Figure 3.

UVB induces Id3 promoter expression and RNA stability. (a) Different Id3 promoter regions (1445 bp, 750 bp, and 376 bp) were cloned upstream to the firefly luciferase gene, and transiently cotransfected with the pRLTK Renilla vector into immortalized keratinocytes. 24 hours after transfection, cells were either harvested (a), or exposed to UVB and harvested at the indicated time points (b). (a) Luciferase assays were performed and normalized against Renilla luciferase activity to control for transfection efficiency. Fold increase in basal firefly/Renilla luciferase activity is shown for each mutant as a multiple of that obtained using the promoterless pGL3-Basic construct. (b) Immortalized keratinocytes were cotransfected with the Renilla luciferase reporter vector and the −1445 Id3 promoter-luciferase construct.
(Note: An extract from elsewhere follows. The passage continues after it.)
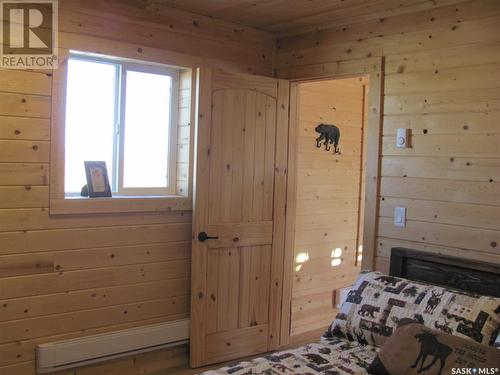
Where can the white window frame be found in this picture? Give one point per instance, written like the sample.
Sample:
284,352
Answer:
121,68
After UVB exposure, RNA was extracted, and luciferase and cyclophilin mRNA levels were measured by QPCR. Fold expression of luciferase/cyclophilin mRNA compared to unirradiated (Time=0) controls are shown as mean ± S.D. of three replicates of a representative experiment. (c) Immortalized keratinocytes were exposed to 480 J/m² UVB. Actinomycin-D (4 μM) was added 60 minutes after UVB irradiation. Cells were harvested at indicated time points after Actinomycin-D, RNA isolated, and endogenous levels of Id3 mRNA quantified by QPCR. Relative Id3/cyclophilin mRNA levels from UVB-irradiated and unirradiated (Time=0) controls are calculated as mean ± S.D. of three replicates of a representative experiment; essentially the same results were obtained in three independent experiments. One, two or three asterisks represent significance levels of p<.05, .01 or .001, respectively, for each promoter compared to pGL3-Basic (a), or when UVB-exposed is compared to unirradiated controls for each time point (b, c).